The Life and Times of the Urban Farmer

Dogs Will Always Be Dogs

Several weeks ago, while shopping at Stockdales for some chicken feed, my kids and I came across their most adorable bin of chicks. Well, why not I said, we had just hatched out two silkie chicks the week before, certainly we could use more, right? We left with two Americana chicks and smiles a mile wide. 🙂

Blondie and Bubblegum
Blondie and Bubblegum

Just seven weeks later and these chicks had outgrown their silkie siblings as well as my brooder and had made their way out into the adult flock. They were happy birds, always together, always chirrping. I was amazed at how fast the breed grew and I was eager to see the blue eggs once they started laying.

However, I made a chicken owner mistake this morning. Yesterday I had dealt with a stomach bug all day and last night I decided to let the dogs in to hang out in the playroom, however, neither hung out in the playroom but rather in my bedroom, huffing and puffing as only a large breed german shephard will do once it reaches over 50 degrees. At 1:30 am I was done with the heavy breathing, growling over bone rights, and the constant movement of it all, I kicked them out into the cool night air. However, I didn’t put them directly into the backyard and close the gate behind them.

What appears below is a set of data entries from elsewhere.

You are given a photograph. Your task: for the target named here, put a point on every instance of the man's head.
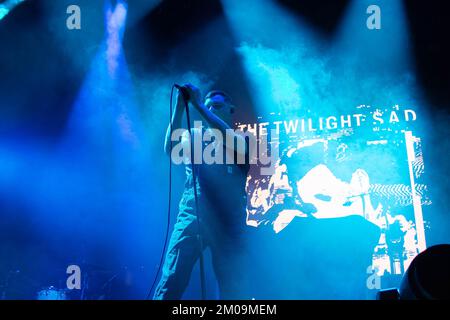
(220, 104)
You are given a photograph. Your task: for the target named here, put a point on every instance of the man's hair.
(225, 95)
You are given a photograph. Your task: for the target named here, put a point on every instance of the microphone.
(183, 91)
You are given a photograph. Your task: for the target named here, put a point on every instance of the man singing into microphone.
(221, 205)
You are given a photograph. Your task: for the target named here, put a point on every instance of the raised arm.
(176, 122)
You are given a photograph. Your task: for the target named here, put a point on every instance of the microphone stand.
(194, 178)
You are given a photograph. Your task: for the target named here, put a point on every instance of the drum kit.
(97, 284)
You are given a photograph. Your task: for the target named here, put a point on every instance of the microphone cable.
(166, 238)
(200, 239)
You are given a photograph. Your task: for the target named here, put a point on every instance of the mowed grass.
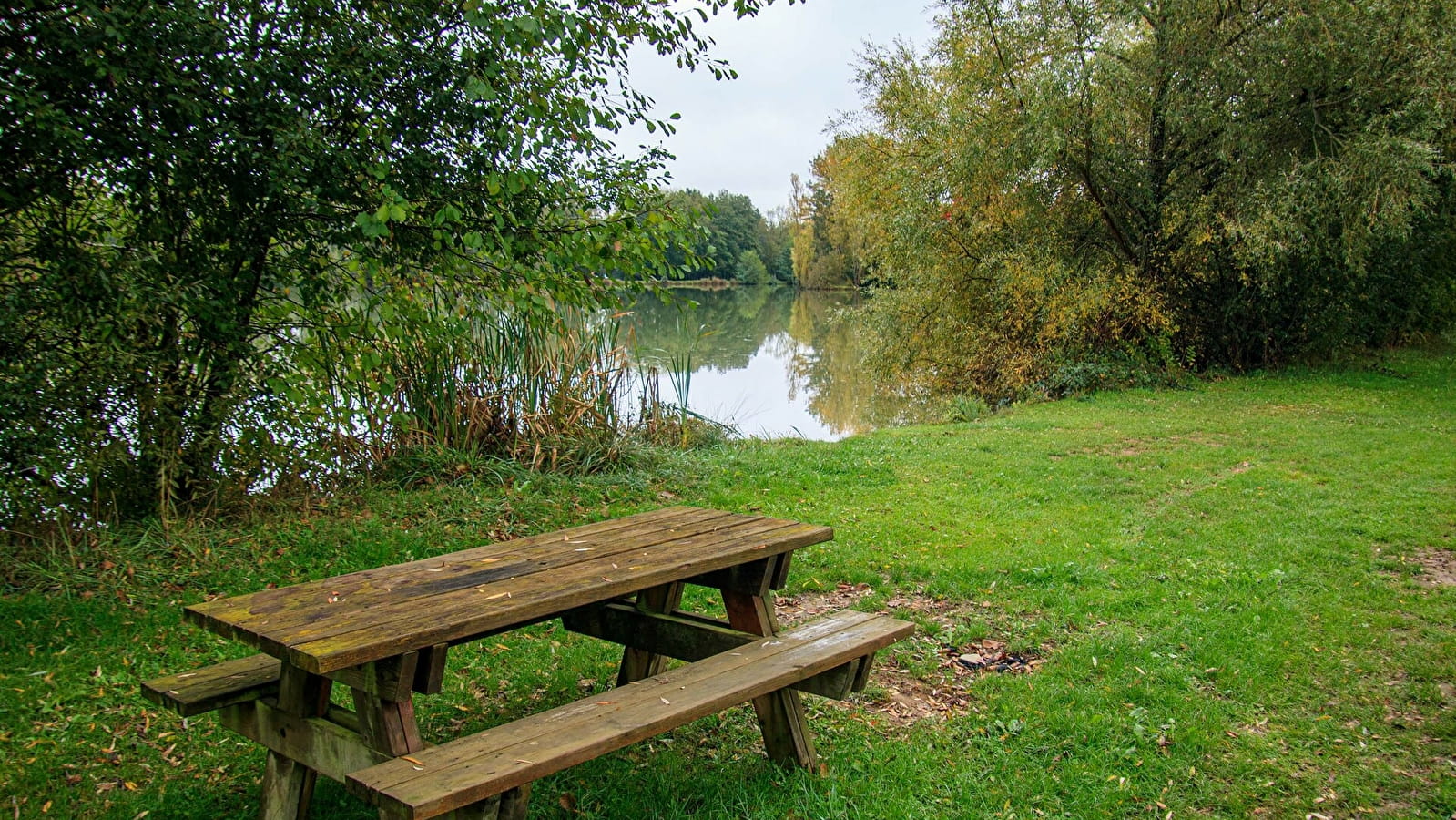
(1225, 584)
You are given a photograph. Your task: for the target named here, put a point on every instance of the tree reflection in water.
(777, 363)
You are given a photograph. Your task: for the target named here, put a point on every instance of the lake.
(765, 360)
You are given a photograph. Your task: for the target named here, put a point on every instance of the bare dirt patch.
(1438, 567)
(925, 676)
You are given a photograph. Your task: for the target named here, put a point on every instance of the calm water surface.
(765, 360)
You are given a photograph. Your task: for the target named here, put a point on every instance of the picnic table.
(386, 634)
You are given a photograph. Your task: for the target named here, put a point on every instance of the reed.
(544, 392)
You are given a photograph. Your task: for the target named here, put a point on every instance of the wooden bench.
(384, 634)
(216, 686)
(454, 775)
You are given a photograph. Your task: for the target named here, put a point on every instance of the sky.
(795, 75)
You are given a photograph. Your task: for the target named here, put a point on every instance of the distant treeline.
(738, 243)
(1057, 197)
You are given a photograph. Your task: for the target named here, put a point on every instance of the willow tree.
(185, 189)
(1060, 189)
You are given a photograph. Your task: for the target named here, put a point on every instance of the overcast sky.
(795, 73)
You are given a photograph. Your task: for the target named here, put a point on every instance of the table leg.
(289, 784)
(641, 663)
(780, 714)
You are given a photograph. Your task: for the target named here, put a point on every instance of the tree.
(824, 257)
(188, 191)
(1059, 187)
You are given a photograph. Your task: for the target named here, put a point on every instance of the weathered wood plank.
(214, 686)
(287, 781)
(564, 566)
(751, 579)
(469, 769)
(330, 749)
(692, 638)
(315, 634)
(283, 606)
(638, 661)
(396, 628)
(780, 714)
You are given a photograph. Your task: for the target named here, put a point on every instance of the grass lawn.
(1230, 590)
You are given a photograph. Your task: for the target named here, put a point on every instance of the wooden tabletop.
(377, 613)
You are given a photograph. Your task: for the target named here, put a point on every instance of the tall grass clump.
(546, 392)
(676, 423)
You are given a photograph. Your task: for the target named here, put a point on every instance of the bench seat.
(476, 768)
(214, 686)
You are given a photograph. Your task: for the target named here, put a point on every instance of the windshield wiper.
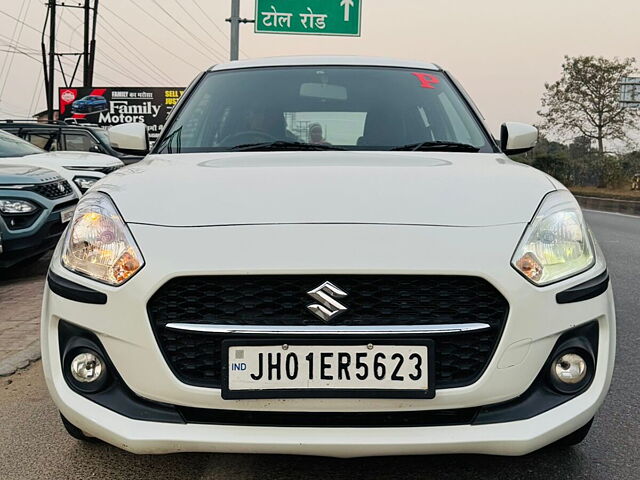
(435, 146)
(282, 145)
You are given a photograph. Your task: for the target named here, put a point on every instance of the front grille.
(195, 358)
(52, 190)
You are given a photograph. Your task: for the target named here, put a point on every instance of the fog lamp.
(569, 368)
(87, 367)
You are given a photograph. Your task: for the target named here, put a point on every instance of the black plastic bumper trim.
(427, 418)
(585, 291)
(118, 397)
(73, 291)
(541, 397)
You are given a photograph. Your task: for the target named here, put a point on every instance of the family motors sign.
(309, 17)
(108, 106)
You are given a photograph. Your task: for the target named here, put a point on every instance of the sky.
(502, 51)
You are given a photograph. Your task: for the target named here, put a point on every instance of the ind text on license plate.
(292, 370)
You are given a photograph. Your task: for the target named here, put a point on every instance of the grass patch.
(618, 194)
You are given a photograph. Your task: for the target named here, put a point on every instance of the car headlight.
(85, 183)
(99, 244)
(16, 206)
(557, 244)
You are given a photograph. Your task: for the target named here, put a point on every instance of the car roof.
(9, 124)
(337, 60)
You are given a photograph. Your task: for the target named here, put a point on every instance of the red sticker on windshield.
(426, 80)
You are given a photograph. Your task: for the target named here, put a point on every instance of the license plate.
(328, 370)
(67, 214)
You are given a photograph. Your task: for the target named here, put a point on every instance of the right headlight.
(98, 243)
(557, 244)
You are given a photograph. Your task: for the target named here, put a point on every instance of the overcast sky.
(502, 51)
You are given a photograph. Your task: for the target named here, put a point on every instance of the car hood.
(410, 188)
(25, 175)
(76, 159)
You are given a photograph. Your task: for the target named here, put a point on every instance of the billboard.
(107, 106)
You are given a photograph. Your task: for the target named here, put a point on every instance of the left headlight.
(98, 243)
(85, 183)
(557, 244)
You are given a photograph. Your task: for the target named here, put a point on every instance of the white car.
(328, 256)
(80, 169)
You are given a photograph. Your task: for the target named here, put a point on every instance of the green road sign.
(309, 17)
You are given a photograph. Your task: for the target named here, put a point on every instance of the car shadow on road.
(546, 464)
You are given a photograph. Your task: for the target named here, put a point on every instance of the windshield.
(351, 108)
(12, 146)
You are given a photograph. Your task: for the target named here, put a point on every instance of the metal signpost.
(298, 17)
(309, 17)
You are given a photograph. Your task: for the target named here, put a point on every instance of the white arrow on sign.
(347, 4)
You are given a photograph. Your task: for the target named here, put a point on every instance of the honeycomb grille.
(53, 190)
(195, 358)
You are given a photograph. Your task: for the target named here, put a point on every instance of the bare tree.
(585, 101)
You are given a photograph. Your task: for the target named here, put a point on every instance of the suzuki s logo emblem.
(327, 306)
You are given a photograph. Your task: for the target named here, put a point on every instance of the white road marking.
(611, 213)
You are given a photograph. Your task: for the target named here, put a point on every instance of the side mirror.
(517, 137)
(130, 138)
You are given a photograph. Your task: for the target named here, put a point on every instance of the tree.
(585, 101)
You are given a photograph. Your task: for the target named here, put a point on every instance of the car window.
(78, 141)
(355, 108)
(48, 140)
(12, 146)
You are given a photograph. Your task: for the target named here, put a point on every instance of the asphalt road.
(34, 445)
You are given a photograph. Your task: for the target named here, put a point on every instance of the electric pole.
(52, 57)
(235, 30)
(85, 65)
(87, 55)
(235, 21)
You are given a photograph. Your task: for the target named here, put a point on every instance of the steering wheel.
(246, 137)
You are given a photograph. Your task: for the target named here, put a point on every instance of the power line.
(169, 29)
(225, 49)
(122, 70)
(217, 27)
(26, 7)
(134, 28)
(118, 37)
(190, 33)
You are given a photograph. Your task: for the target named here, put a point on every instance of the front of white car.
(330, 299)
(81, 169)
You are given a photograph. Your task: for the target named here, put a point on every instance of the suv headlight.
(16, 206)
(98, 243)
(557, 244)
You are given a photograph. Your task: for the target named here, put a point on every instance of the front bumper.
(535, 323)
(41, 237)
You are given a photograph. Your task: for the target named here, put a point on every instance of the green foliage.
(585, 100)
(578, 164)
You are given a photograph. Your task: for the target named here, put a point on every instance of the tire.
(576, 437)
(75, 432)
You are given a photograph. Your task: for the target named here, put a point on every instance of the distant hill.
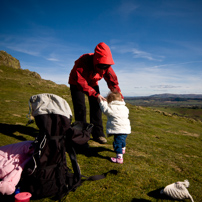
(168, 95)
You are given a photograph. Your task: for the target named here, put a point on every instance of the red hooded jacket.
(84, 74)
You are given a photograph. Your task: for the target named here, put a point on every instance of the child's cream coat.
(117, 117)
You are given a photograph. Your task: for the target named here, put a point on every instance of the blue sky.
(156, 44)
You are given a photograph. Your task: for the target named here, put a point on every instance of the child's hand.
(100, 97)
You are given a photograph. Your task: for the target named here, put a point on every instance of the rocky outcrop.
(8, 60)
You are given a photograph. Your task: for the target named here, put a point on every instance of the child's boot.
(118, 159)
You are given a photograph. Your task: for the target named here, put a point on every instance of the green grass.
(161, 149)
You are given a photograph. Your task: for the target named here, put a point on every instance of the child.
(118, 123)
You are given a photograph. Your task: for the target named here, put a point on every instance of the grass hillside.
(161, 149)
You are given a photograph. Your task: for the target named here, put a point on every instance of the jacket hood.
(102, 55)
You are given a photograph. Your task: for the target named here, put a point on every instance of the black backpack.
(47, 173)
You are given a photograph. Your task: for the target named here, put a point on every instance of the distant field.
(191, 108)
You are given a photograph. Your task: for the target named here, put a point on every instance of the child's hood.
(102, 55)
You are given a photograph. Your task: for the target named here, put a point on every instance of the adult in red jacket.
(83, 79)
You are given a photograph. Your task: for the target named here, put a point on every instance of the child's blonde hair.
(113, 96)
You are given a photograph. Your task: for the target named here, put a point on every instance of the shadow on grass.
(91, 151)
(9, 130)
(140, 200)
(157, 195)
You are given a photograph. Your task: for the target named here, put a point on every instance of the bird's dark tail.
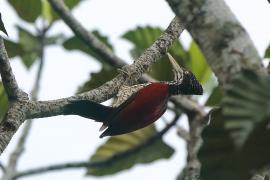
(89, 109)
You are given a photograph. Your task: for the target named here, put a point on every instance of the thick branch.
(225, 43)
(87, 164)
(152, 54)
(8, 78)
(38, 109)
(87, 37)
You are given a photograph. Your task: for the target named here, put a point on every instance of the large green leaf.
(142, 38)
(2, 26)
(123, 152)
(246, 102)
(3, 101)
(28, 10)
(98, 78)
(222, 159)
(49, 14)
(198, 64)
(75, 43)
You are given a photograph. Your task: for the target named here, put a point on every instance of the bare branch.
(11, 167)
(225, 43)
(37, 109)
(183, 133)
(8, 78)
(86, 164)
(87, 37)
(109, 89)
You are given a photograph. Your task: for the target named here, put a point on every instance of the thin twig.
(87, 164)
(87, 37)
(197, 122)
(183, 133)
(2, 167)
(8, 78)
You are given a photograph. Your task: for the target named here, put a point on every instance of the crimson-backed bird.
(137, 106)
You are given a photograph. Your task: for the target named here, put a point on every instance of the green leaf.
(142, 38)
(13, 49)
(122, 152)
(97, 79)
(75, 43)
(3, 102)
(215, 97)
(246, 102)
(47, 12)
(31, 47)
(28, 10)
(198, 64)
(2, 26)
(217, 152)
(222, 159)
(267, 53)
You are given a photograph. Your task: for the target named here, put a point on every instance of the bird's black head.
(188, 86)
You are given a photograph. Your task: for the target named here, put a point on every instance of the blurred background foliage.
(236, 141)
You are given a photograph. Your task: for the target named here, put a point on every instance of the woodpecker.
(137, 106)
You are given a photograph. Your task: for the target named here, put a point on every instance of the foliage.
(3, 101)
(236, 134)
(2, 26)
(123, 152)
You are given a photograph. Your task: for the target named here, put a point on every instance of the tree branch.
(8, 78)
(109, 89)
(37, 109)
(225, 43)
(87, 164)
(11, 167)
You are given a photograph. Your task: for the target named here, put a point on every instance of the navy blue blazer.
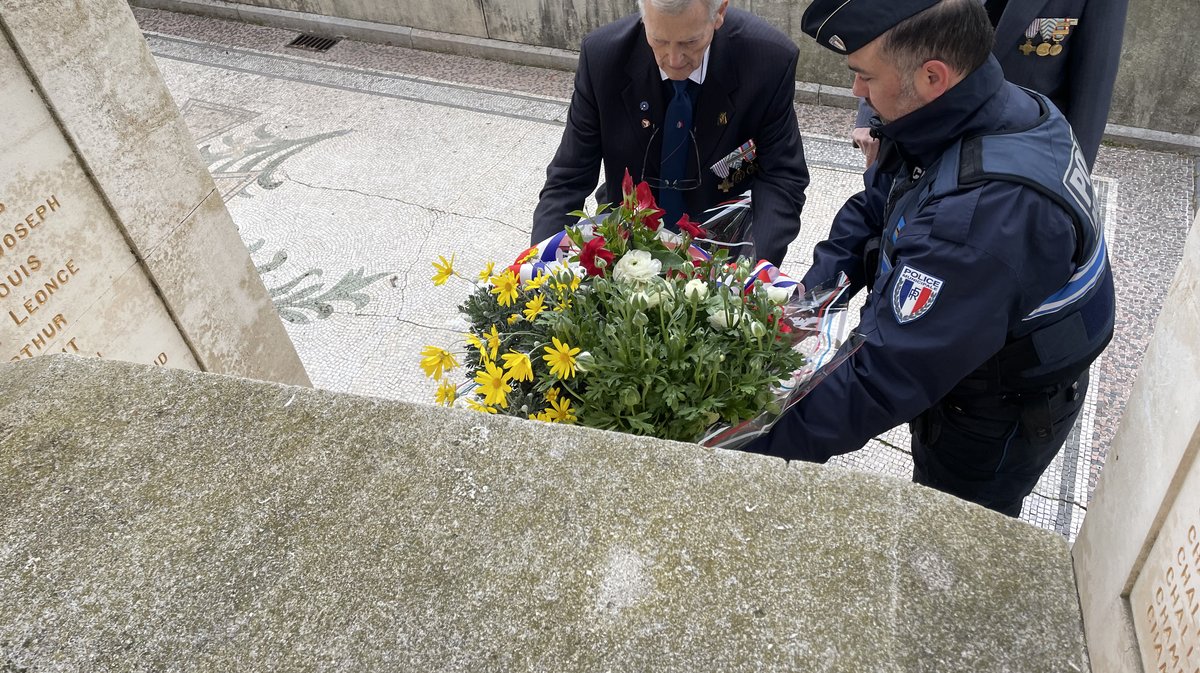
(618, 106)
(1080, 78)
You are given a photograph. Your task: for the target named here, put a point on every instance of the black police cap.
(849, 25)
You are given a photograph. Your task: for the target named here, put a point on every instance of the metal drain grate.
(313, 42)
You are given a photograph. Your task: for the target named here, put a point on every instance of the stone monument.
(1138, 554)
(113, 238)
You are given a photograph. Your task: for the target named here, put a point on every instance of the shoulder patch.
(913, 294)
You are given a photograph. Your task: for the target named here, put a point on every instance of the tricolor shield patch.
(913, 294)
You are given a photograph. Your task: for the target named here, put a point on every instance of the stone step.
(175, 520)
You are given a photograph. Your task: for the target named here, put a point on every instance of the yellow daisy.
(445, 269)
(504, 287)
(474, 404)
(519, 366)
(561, 359)
(559, 413)
(447, 394)
(493, 342)
(435, 360)
(486, 274)
(493, 386)
(534, 307)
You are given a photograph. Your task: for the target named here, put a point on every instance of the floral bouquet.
(621, 324)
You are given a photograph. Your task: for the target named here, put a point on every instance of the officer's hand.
(863, 140)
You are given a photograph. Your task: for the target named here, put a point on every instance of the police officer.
(978, 242)
(1067, 49)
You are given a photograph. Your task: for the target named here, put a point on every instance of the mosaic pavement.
(349, 172)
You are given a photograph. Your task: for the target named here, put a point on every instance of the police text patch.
(913, 294)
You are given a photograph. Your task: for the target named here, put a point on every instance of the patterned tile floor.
(349, 172)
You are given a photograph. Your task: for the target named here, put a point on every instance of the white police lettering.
(1078, 181)
(913, 294)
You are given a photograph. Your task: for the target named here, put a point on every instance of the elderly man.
(978, 240)
(695, 98)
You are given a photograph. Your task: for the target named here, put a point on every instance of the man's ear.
(934, 78)
(720, 14)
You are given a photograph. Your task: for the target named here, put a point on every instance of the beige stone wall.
(1138, 554)
(113, 238)
(1158, 84)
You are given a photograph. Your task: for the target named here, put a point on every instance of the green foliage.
(667, 344)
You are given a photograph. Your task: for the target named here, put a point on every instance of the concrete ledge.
(168, 520)
(1150, 139)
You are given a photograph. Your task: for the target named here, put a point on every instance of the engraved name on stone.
(33, 281)
(1165, 598)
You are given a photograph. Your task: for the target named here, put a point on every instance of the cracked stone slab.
(163, 518)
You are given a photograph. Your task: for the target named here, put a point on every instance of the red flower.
(693, 228)
(646, 202)
(645, 197)
(593, 251)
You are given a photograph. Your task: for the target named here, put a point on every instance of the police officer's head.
(681, 30)
(904, 53)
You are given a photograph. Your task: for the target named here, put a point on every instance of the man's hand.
(863, 140)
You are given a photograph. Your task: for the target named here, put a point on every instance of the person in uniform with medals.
(977, 239)
(1066, 49)
(695, 98)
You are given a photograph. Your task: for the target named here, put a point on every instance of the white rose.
(696, 289)
(779, 295)
(724, 319)
(636, 266)
(654, 293)
(649, 296)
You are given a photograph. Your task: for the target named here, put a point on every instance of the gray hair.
(678, 6)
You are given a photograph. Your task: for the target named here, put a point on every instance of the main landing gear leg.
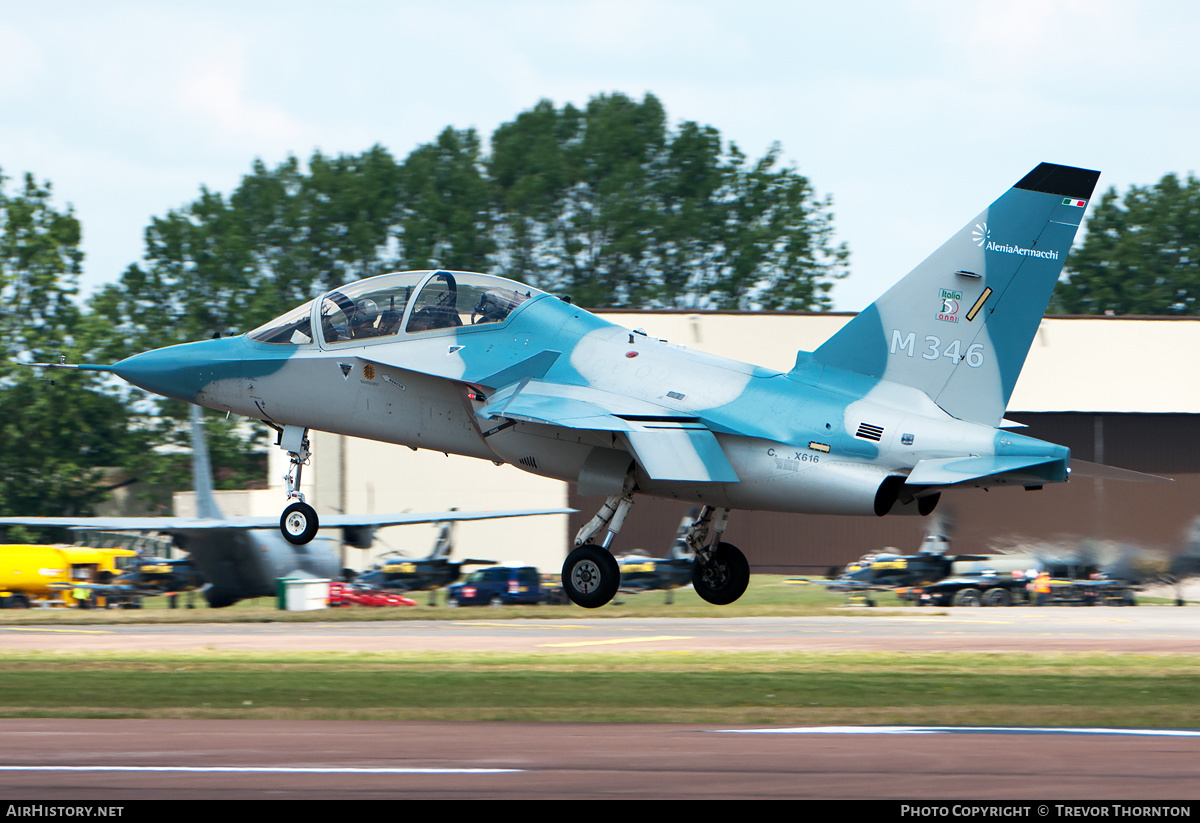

They had hung out with my chickens before. And at times, my large birds had even ventured over the fence to find fresh clover in the back yard…with the dogs. I had read many times that dogs will attack chickens, that it can’t be helped, and to ensure the safety of both breeds I actually had a divider privacy fence put up between the back and side yard, giving my dogs and my chickens free range in their own spaces. But again, I didn’t put the dogs directly outside, thinking that since they’d acted so well together before there would be no danger while I slept.

I was wrong…

I awoke this morning to find all chickens on the back screened-in porch, all but the two Americanas. I went out to check on everyone and as I opened the door both dogs ran in happy and full of cheer. I walked out, paying them no mind, only to discover white, gorgeous feathers all over the side yard. I realized my mix breed had opened the door to the run, gone in, ate different bits of food, chased the other chickens off, and then went after the youngest birds. There was barely anything left, just a few feathers that I cleaned up and buried away in a plastic bag in the trash can.

I was crushed. I wasn’t mad at my dogs, I was upset with myself. I had become lazy, I was too naive to think dogs wouldn’t be dogs. I’m sorry, Blondie and Bubblegum, that I wasn’t a better pet owner. Just a few hours before I was loving on them, not realizing that I would make a mistake that would take their lives.

It’s the way of the world, isn’t it? Life is simply so fragile and can never be taken for granted. I’ve learned a valuable lesson, animals will always be animals, and as the owner of those creatures I must ensure I take the time and effort to keep them all safe, never assuming there is no danger.